June 5, 2004
By BEN RATLIFF
The young alto saxophonist Miguel Zenon has shown a ferocious sense of organization in the past. His first album, ''Looking Forward,'' from 2001, was more evolved than most first albums: he already had a saxophone sound, strong and light, and his composing exhibited a broad intellect busily chewing up new jazz harmony and folkloric music of his native Puerto Rico.
Recently, he was awarded a grant from the New York State Council on the Arts, administered by the Jazz Gallery, to write new music and present it at that space. And where many bandleaders benefit from grants simply by doing more of what they're already doing and giving it a collective title, Mr. Zenon conceived a discrete, research-intensive project that has resulted in his best music yet.
''Jibaro Journeys: Music From the Mountains of Puerto Rico,'' which had its first performance on Thursday night at the Jazz Gallery, needs some more bandstand exercise. A greater sense of intuition and casual play will eventually seep in. But I've rarely seen a jazz composer step forward with a project so impressively organized, intellectually powerful and well played from the start.
Mr. Zenon examined his own musical roots, as so many new-world composers have, and found things he could use. He became entranced by the jibaro singers of Puerto Rico -- the back-country troubadours of the island. Their musical folklore is jammed with form, and one of its glories is the décima, a song divided into 10-line stanzas with a rhyme-scheme of ABBAA and CCDDC; each line has eight syllables, and the mark of a great jibaro singer is the ability to improvise the whole thing. Mr. Zenon has taken up the idea of the décima as well as that of the other song genres, the seis and the aguinaldo. Instead of traditional Puerto Rican string instruments, he's using a jazz quartet of saxophone, piano, bass and drums.
A composer's fascination with numbers isn't a graduate school contrivance. It's there in Steve Coleman's jazz (which is starting to shine more clearly as an influence on Mr. Zenon), in Puerto Rican mountain music, in Bach and in Pythagoras.
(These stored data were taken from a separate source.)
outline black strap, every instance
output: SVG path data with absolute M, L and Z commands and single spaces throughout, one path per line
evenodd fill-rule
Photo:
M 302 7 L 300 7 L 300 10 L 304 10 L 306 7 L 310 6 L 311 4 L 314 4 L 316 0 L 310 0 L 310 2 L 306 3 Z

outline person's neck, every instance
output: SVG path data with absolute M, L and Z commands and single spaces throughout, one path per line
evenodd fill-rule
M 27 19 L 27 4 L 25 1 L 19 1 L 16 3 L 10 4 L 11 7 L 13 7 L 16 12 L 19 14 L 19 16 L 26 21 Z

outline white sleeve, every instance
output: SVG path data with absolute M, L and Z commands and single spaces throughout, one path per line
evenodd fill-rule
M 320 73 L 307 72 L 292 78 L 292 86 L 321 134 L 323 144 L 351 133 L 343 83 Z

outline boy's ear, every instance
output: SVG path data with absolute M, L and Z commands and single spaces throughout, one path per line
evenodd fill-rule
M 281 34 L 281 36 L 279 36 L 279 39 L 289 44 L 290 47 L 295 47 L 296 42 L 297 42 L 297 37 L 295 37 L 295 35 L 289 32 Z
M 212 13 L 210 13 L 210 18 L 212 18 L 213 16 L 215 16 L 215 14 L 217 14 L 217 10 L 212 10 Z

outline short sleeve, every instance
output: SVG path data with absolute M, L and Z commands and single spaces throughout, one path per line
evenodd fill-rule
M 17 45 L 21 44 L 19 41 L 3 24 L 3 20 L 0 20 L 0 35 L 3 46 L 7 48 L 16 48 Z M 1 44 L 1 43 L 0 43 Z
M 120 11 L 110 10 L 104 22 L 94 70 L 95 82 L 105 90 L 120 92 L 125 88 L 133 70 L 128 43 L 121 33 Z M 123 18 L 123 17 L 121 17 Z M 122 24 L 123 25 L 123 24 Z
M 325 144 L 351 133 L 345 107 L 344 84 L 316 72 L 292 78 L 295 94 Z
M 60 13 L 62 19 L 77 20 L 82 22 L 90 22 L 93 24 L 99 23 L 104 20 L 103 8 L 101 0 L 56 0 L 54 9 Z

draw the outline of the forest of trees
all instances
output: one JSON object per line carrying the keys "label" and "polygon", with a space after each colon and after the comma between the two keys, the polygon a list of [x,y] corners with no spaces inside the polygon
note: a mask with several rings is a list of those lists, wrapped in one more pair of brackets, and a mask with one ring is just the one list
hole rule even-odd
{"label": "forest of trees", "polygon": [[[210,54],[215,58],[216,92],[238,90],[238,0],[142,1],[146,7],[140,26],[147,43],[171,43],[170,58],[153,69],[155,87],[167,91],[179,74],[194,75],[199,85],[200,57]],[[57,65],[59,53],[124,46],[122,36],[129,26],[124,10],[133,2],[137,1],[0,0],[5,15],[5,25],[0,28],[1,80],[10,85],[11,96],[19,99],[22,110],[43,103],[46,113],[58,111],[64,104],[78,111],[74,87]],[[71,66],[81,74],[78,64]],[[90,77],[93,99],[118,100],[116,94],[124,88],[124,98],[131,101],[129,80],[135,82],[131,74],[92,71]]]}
Since the form of décima, in particular, is built around the numbers 5 and 10, Mr. Zenon took the concept further. He composed 10 pieces, 5 of them performed in each set on Thursday. He plugged the numbers into the music's harmonic material, using fifth chords. And in some pieces he followed the rhyme scheme of the décima, using mirroring musical phrases where a singer would use lyric rhymes.
For whatever reason, all this theory set Mr. Zenon on fire: the outcome was a direct, powerful music, balancing folkish melody and infernally complex rhythm. The pieces were thoroughly written out, even (and especially) for drums. The driving vamps, based in Afro-Cuban rhythm, were unusually accented, and the pianist Luis Perdomo, the bassist Hans Glawischnig and the drummer Antonio Sanchez played them tenaciously.
Mr. Zenon's own lithe, clean saxophone sound, floating in relaxed long tones over the crooked beat and then gnashing through tight chromatic patterns, has a human, casual quality; it counterbalances the impressive brain-stuff elsewhere in the music. The band played through this load of written music without faltering. But when it learns to relax and improvise within it, the achievement will be even greater.